Fingers nimble and talented, Mara firmly grasped the ginger’s head, tousling her hair and senses. Sarah resisted. Locking eyes with the girl, Mara hushed her like a baby. With an easy sigh, Sarah let herself be pulled into a passionate kiss.
In a nearby alley, a drunk hooted approval. When Mara pulled back, a soul like charged argon trailing from her lips, bystanders went silent. She breathed deep. Sarah dropped–discarded and broken, but at peace.
Mara stepped over the body. Leaning against a wall more paint than brick, she set her eCig aglow and waited. There would be more.
Hannah rocked, melancholy and alone, on the edge of a four poster bed in a room she couldn’t afford.

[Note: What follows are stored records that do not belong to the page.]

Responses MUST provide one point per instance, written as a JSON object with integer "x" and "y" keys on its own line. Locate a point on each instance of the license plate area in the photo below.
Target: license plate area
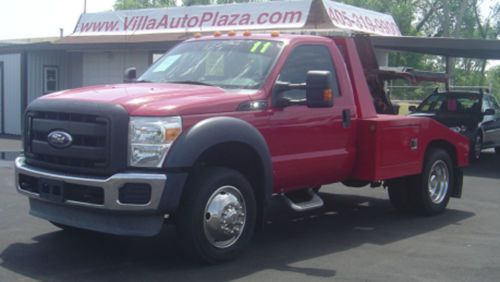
{"x": 51, "y": 190}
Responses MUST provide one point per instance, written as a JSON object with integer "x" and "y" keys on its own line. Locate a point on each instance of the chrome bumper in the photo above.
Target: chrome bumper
{"x": 110, "y": 185}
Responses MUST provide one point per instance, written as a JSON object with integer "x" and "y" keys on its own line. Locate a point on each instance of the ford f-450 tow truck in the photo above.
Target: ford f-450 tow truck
{"x": 218, "y": 127}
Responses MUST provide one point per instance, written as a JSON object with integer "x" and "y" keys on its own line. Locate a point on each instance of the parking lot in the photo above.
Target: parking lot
{"x": 357, "y": 236}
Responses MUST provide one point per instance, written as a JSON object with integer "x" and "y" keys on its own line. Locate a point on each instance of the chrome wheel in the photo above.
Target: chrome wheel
{"x": 438, "y": 182}
{"x": 224, "y": 217}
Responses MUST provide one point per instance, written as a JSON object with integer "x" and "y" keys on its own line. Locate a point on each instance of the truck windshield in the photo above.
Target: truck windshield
{"x": 232, "y": 64}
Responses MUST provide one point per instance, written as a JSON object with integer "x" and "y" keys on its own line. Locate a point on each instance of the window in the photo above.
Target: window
{"x": 494, "y": 103}
{"x": 230, "y": 64}
{"x": 154, "y": 56}
{"x": 305, "y": 58}
{"x": 50, "y": 79}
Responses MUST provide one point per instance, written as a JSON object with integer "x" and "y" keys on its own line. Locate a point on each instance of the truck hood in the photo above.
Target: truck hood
{"x": 160, "y": 99}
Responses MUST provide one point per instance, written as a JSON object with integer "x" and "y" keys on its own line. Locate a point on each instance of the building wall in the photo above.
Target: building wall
{"x": 107, "y": 67}
{"x": 36, "y": 62}
{"x": 12, "y": 94}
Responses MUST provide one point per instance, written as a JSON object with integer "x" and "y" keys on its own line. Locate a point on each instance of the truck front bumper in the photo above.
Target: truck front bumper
{"x": 123, "y": 204}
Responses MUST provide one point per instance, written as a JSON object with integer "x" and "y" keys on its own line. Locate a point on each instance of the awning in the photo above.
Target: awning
{"x": 448, "y": 47}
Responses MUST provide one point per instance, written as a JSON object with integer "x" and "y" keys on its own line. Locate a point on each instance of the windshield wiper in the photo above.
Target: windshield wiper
{"x": 191, "y": 82}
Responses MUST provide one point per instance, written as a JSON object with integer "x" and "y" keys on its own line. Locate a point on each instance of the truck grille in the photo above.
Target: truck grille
{"x": 90, "y": 144}
{"x": 99, "y": 136}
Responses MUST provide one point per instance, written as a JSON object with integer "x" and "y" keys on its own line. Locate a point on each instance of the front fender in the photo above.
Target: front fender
{"x": 207, "y": 133}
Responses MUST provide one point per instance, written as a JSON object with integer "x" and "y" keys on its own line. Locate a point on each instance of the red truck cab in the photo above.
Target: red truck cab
{"x": 215, "y": 129}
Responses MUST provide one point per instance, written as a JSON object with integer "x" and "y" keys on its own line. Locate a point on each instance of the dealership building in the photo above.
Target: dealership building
{"x": 104, "y": 44}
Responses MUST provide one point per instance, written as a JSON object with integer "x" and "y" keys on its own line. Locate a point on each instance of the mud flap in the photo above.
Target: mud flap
{"x": 458, "y": 183}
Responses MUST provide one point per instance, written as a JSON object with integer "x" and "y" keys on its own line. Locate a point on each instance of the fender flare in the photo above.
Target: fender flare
{"x": 202, "y": 136}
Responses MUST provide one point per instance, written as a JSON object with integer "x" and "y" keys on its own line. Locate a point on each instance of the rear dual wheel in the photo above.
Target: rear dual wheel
{"x": 429, "y": 192}
{"x": 217, "y": 215}
{"x": 476, "y": 147}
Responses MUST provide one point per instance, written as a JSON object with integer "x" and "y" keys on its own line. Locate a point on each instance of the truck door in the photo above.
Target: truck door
{"x": 310, "y": 145}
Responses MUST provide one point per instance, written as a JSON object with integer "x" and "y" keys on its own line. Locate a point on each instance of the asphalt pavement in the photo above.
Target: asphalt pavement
{"x": 357, "y": 236}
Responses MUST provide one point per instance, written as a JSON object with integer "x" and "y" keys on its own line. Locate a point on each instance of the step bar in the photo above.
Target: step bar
{"x": 314, "y": 203}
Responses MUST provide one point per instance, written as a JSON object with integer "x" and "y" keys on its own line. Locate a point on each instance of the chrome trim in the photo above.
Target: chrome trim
{"x": 110, "y": 186}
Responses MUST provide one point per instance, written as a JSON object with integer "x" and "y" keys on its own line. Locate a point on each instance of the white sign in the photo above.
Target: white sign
{"x": 268, "y": 15}
{"x": 353, "y": 18}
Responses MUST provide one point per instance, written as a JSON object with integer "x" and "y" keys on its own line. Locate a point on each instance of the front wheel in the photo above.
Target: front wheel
{"x": 217, "y": 215}
{"x": 435, "y": 184}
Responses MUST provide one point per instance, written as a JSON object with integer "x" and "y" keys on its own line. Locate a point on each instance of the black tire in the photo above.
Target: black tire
{"x": 401, "y": 194}
{"x": 436, "y": 160}
{"x": 193, "y": 222}
{"x": 476, "y": 147}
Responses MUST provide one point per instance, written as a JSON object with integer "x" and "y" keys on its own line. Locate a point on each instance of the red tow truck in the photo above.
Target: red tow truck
{"x": 218, "y": 127}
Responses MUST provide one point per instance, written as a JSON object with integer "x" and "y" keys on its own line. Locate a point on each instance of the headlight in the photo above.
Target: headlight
{"x": 149, "y": 139}
{"x": 459, "y": 129}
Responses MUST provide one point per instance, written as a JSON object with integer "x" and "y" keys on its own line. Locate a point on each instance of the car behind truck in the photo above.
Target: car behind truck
{"x": 218, "y": 127}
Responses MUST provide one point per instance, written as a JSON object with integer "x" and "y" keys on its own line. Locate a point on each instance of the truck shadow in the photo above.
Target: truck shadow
{"x": 487, "y": 166}
{"x": 344, "y": 223}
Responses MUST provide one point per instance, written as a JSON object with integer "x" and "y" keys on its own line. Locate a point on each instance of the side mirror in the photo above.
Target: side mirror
{"x": 129, "y": 75}
{"x": 489, "y": 112}
{"x": 319, "y": 93}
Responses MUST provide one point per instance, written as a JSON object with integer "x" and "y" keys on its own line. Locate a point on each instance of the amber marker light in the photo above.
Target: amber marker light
{"x": 171, "y": 134}
{"x": 327, "y": 95}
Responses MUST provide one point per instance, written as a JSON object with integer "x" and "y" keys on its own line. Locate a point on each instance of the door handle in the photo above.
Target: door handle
{"x": 346, "y": 118}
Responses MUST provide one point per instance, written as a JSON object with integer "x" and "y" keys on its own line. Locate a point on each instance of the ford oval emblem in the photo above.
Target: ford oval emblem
{"x": 59, "y": 139}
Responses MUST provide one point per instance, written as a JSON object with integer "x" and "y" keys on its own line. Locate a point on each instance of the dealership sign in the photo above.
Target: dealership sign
{"x": 357, "y": 19}
{"x": 268, "y": 15}
{"x": 252, "y": 16}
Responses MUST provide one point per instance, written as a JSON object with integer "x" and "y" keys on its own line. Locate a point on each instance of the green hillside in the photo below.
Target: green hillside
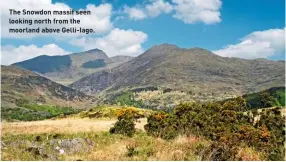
{"x": 271, "y": 97}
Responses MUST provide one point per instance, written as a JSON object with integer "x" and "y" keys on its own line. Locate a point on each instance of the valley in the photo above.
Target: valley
{"x": 169, "y": 103}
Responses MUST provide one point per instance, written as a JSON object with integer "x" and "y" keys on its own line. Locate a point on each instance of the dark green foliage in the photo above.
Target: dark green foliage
{"x": 144, "y": 89}
{"x": 127, "y": 99}
{"x": 94, "y": 64}
{"x": 125, "y": 124}
{"x": 21, "y": 101}
{"x": 167, "y": 90}
{"x": 30, "y": 112}
{"x": 131, "y": 150}
{"x": 226, "y": 125}
{"x": 44, "y": 64}
{"x": 268, "y": 98}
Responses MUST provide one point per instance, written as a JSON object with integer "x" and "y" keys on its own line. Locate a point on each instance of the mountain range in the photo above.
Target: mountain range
{"x": 193, "y": 70}
{"x": 68, "y": 68}
{"x": 163, "y": 75}
{"x": 20, "y": 85}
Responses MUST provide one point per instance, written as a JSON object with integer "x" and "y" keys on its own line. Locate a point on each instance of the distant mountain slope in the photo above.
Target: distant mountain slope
{"x": 192, "y": 70}
{"x": 71, "y": 67}
{"x": 19, "y": 85}
{"x": 271, "y": 97}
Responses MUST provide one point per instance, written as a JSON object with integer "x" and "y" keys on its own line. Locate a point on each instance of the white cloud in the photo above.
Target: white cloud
{"x": 188, "y": 11}
{"x": 157, "y": 7}
{"x": 11, "y": 54}
{"x": 99, "y": 20}
{"x": 193, "y": 11}
{"x": 153, "y": 9}
{"x": 117, "y": 42}
{"x": 135, "y": 13}
{"x": 259, "y": 44}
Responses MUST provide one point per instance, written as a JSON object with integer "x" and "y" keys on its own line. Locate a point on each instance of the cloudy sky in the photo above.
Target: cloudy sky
{"x": 230, "y": 28}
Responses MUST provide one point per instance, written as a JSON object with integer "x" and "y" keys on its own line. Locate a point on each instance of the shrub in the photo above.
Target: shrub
{"x": 124, "y": 126}
{"x": 226, "y": 125}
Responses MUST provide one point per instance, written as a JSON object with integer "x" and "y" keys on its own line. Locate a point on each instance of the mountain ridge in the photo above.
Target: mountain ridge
{"x": 192, "y": 69}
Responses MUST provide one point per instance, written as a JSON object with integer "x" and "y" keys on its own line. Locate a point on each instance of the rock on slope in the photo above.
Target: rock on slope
{"x": 71, "y": 67}
{"x": 19, "y": 84}
{"x": 195, "y": 69}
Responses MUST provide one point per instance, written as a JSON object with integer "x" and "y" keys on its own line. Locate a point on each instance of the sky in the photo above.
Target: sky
{"x": 246, "y": 29}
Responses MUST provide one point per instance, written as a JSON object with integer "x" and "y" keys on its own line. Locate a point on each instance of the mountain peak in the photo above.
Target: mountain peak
{"x": 94, "y": 50}
{"x": 164, "y": 46}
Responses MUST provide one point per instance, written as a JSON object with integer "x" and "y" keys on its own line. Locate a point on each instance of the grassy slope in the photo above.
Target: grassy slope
{"x": 254, "y": 100}
{"x": 108, "y": 147}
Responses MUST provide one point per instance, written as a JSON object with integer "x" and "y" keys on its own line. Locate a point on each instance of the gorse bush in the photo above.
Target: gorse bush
{"x": 227, "y": 125}
{"x": 126, "y": 122}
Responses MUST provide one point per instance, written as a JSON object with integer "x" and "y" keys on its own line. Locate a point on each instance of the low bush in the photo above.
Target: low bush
{"x": 226, "y": 125}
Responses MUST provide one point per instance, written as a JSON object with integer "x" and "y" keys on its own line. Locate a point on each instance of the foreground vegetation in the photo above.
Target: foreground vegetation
{"x": 228, "y": 130}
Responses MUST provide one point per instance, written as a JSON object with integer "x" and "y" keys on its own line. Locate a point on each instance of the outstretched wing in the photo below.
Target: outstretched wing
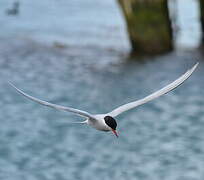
{"x": 55, "y": 106}
{"x": 152, "y": 96}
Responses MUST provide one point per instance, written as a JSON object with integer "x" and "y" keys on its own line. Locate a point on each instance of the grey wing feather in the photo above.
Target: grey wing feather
{"x": 55, "y": 106}
{"x": 155, "y": 95}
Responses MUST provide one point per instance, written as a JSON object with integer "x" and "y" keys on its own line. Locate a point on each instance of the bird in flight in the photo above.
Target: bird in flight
{"x": 107, "y": 122}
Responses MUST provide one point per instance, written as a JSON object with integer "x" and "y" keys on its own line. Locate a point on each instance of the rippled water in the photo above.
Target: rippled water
{"x": 163, "y": 139}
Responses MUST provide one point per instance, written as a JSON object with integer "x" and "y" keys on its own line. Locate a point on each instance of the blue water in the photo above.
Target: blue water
{"x": 90, "y": 69}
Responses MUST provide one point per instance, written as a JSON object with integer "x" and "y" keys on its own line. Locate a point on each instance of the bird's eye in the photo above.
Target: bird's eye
{"x": 111, "y": 122}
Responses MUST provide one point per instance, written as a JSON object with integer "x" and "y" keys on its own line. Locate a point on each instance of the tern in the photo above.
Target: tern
{"x": 107, "y": 122}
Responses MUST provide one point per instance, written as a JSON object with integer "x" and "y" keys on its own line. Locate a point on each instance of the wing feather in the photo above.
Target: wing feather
{"x": 154, "y": 95}
{"x": 55, "y": 106}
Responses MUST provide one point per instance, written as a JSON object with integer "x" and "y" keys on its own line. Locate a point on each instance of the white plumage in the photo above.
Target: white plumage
{"x": 105, "y": 122}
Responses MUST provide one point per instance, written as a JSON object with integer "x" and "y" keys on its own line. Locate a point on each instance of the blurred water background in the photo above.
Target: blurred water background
{"x": 75, "y": 53}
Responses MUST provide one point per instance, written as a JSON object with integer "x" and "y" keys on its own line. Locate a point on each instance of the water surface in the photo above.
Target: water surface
{"x": 163, "y": 139}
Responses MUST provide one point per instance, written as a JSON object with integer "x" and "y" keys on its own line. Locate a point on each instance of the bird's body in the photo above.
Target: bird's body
{"x": 106, "y": 122}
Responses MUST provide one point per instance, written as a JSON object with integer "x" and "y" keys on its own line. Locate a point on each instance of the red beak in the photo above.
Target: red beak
{"x": 114, "y": 132}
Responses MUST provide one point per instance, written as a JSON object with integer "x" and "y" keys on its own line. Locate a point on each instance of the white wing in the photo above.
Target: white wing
{"x": 58, "y": 107}
{"x": 152, "y": 96}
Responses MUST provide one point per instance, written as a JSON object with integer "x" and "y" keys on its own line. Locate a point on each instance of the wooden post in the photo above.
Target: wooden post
{"x": 148, "y": 25}
{"x": 202, "y": 19}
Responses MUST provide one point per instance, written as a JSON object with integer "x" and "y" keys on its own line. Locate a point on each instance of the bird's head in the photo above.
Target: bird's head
{"x": 111, "y": 122}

Outside the door that separated the bedroom from the living area, her dog, Horus, scratched and howled. The suite smelled of lilac and sweat; and tasted like tears. Hannah tried to stop crying, but Horus howled just as her cheeks began to dry. Baying, hollow and determined like a funeral dirge in Autumn, dead notes scattering on the wind at the crossroads.
She’d found him on the moor. Sweet summer air blew up her skirt and Connor winked suggestively with a chuckle while she clung to the thin cotton of her modesty. The sun felt like new sheets. Horus, plump and soft, had been tangled in a long patch of weeds, chewing on a severed arm.
Police combed the countryside for weeks to no avail. No body was ever found. Horus, too, was a mystery–a motherless pup with shaggy black fur, wet eyes, and a quickly maturing howl.
Sometimes, when the light was dying, Hannah swore Horus’s eyes glowed a fierce amber. Others, when the heavy pitter-patter of paws followed her out at night, she imagined him stalker her, though Hannah knew he snored peacefully at Connor’s feet.
That’s how she’d found them; Horus resting on his paws, blood drying on his muzzle.
More terrifying than the mist of anxieties was Hannah couldn’t remember taking Horus home.